Surf FM

Seaford, Victoria; Australia;
- Broadcast area: City of Frankston and City of Casey
- Frequency: 87.6 MHz
- Branding: Surf FM

Programming
- Format: Hot AC

Ownership
- Owner: Ian Wood & Justin Christie

History
- First air date: 1 October 2001

Technical information
- Class: Narrowcast
- Repeaters: 87.6 MHz Berwick 87.6 MHz Cranbourne 87.6 MHz Doveton

Links
- Website: surffm.com.au

= Surf FM =

Surf FM is a narrowcast radio station broadcasting to the City of Frankston and City of Casey in Melbourne's outer south east. The station broadcasts a Hot adult contemporary format on 87.6FM from low-powered transmitters in Seaford, Cranbourne, Berwick and Doveton.
and in 2022 Hobart, Tasmania

==History==
Surf FM first switched on its Frankston transmitter on 1 October 2001. The name Surf FM was chosen to identify as closely as possible with being located in a bayside city. It was also selected to distinguish the brand from other names used by various coastal radio stations across Australia, such as Sea FM, Bay FM, Wave FM and Coast FM. Soon after the station commenced, some live programming launched, presented by a team of young adults programming a youth-oriented dance music format.

The team disbanded by mid-2003 and Surf FM experienced a quiet period when it was not always on the air. Activity was revived in 2005, when national dance network Raw FM installed a satellite dish on the roof of the Surf FM studios to coincide with a national tour of outside beach broadcasts. For a period of time Surf FM would relay Raw FM's programming to make use of the satellite feed and fill airtime.

In August 2007, Cranbourne resident Ian Wood joined Frankston resident Justin Christie as a co-owner of the radio station and soon after a second licence was purchased. It took about 14 months to secure transmitter site approvals and install broadcast equipment at the new site in Cranbourne. Surf FM relaunched as a networked radio station on 16 December 2008 when it switched on its Cranbourne transmitter.

In the same year, Surf FM's music format was in a "holding pattern", broadcasting only 1960s’ and 1970s’ music as a novelty tribute to the defunct Melbourne commercial radio brand 3TT which had first gone to air approximately 20 years earlier.
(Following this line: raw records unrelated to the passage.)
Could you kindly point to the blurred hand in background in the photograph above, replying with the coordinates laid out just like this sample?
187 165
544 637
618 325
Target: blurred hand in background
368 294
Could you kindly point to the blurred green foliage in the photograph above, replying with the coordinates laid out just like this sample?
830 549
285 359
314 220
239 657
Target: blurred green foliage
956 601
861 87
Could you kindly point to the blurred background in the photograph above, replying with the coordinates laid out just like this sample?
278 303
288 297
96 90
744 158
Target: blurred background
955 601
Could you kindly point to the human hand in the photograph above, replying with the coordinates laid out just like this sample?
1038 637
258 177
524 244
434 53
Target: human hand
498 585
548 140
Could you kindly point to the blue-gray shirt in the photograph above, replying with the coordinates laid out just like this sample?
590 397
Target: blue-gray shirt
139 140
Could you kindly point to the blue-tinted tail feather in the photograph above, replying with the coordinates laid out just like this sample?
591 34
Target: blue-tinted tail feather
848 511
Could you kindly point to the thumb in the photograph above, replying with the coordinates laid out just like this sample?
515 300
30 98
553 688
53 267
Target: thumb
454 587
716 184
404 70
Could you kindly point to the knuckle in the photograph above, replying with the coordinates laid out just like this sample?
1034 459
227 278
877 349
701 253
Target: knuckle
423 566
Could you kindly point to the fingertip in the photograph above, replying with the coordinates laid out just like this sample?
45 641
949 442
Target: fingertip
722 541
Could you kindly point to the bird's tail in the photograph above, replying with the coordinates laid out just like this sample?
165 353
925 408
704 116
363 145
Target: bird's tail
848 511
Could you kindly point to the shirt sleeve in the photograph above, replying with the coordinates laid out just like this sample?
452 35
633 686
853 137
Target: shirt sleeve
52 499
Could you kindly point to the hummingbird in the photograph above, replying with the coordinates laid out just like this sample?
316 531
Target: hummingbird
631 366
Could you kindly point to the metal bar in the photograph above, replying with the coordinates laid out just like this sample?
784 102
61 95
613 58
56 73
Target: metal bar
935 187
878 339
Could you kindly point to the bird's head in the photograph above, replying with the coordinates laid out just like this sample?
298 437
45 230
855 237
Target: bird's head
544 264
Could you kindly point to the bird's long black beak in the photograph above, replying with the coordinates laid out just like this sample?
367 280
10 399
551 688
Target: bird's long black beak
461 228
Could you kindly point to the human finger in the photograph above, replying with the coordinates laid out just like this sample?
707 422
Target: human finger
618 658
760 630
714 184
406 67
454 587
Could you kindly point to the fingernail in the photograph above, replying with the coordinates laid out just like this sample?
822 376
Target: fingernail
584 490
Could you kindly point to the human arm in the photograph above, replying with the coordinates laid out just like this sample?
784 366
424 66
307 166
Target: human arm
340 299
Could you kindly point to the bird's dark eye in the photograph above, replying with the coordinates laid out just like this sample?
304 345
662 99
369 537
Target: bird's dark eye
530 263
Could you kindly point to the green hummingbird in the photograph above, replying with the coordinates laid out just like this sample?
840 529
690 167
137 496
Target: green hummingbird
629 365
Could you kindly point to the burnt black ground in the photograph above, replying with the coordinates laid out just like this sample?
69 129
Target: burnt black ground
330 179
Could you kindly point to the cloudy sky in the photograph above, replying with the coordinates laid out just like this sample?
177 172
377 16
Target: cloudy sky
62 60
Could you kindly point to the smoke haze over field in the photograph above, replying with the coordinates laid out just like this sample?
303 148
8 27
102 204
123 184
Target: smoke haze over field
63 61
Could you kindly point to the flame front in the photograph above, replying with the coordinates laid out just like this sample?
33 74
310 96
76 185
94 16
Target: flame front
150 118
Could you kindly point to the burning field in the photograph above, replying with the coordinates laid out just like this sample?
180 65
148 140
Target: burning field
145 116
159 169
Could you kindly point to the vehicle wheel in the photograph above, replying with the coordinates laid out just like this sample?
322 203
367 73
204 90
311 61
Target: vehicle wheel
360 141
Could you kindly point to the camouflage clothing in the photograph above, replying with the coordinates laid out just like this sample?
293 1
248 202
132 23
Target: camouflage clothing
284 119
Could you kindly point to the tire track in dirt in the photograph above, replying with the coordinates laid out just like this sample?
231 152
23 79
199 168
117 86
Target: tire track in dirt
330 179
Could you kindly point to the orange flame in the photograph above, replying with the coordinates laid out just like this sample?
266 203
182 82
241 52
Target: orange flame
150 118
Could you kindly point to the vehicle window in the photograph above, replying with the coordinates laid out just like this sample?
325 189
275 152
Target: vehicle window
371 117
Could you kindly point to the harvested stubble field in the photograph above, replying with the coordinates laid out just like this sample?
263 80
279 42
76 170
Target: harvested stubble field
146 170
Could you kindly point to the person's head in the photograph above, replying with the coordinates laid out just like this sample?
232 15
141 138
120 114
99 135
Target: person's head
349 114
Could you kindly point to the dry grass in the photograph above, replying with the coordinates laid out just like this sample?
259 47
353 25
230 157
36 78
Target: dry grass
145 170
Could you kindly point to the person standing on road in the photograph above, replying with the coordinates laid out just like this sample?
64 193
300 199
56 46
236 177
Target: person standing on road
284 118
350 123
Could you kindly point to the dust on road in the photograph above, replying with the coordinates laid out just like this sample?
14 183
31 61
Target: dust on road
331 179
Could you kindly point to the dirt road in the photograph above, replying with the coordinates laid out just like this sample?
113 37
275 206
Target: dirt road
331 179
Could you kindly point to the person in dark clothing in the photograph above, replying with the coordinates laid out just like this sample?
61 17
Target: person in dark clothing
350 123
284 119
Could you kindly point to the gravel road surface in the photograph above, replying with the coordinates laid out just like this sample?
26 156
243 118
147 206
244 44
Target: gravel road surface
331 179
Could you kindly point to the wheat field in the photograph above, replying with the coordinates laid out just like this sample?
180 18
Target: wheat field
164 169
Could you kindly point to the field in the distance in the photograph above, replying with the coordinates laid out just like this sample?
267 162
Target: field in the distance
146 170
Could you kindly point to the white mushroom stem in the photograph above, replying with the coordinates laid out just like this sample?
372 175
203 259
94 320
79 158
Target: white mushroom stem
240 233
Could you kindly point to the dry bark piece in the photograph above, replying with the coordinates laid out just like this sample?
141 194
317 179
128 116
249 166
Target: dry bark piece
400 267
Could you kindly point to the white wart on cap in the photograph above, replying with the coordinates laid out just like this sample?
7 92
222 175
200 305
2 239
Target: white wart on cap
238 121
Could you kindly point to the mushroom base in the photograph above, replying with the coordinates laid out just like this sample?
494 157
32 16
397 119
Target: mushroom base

During a 9-month period, Surf FM limited its music to compacts discs and music charts specifically issued by 3TT between 1988 and 1989.

Within weeks of launching into Cranbourne, Surf FM changed course and adopted a more contemporary music format. Soon after a syndicated news service including hourly news bulletins was added to the format. During this period of Surf FM's life – between 2009 and 2012 – the station gained substantial experience with live outside broadcasts, making use of internet enabled technologies not as widely available as when the station first aired in 2001.

On 15 December 2011 Surf FM switched on a third transmitter in Berwick to provide improved coverage within the City of Casey.

===Format Change ===
On 20 October 2012 Surf FM changed course once more. The news syndication was removed from Surf FM and adopted instead by Surf City Sound. This coincided with a change of format as Surf FM adopted a Hot AC (adult contemporary) music playlist. The first song to air on the new Surf FM was Let Me Love You (Until You Learn to Love Yourself) by Ne-Yo.

Most recently, co-owner Ian Wood has involved a number of people in the station to help make Surf FM become more engaged with audiences and communities residing in the cities of Frankston and Casey.

===Additional Coverage Area ===
On 18 July 2014 Surf FM switched on its Doveton transmitter. Located on the Casey side of the border between the cities of Casey and Greater Dandenong, the station can now be received in central Dandenong and nearby suburbs.

The original licence owner had the transmitter site located just east of Camberwell and for a short time operated a Christian program format between late 2008 and early 2010.

After Surf FM purchased this license, the Australian Communications and Media Authority approved the relocation from Camberwell to Doveton during 2013.

On 21st March 2022, Surf FM switched on its Transmitter in Hobart Tasmania on 1647 AM

==Radio Haanji==

Surf City Sound was a radio station, which broadcasts on 1674 kHz in the AM narrowband from Werribee South in Melbourne's West. Previously, the station aired between 12:00 hrs. midday Fridays and 12:00 hrs. midday Sundays, with Jewish formatted Lion 1674 broadcasting on the same frequency during the rest of the week.

The station went to air on 23 December 2011, with the first song to air being On the Floor by Jennifer Lopez and featuring Pitbull. Surf Fm began a new partnership in March 2015, on the 1674AM frequency, with Hindi and Punjabi broadcaster Radio Haanji.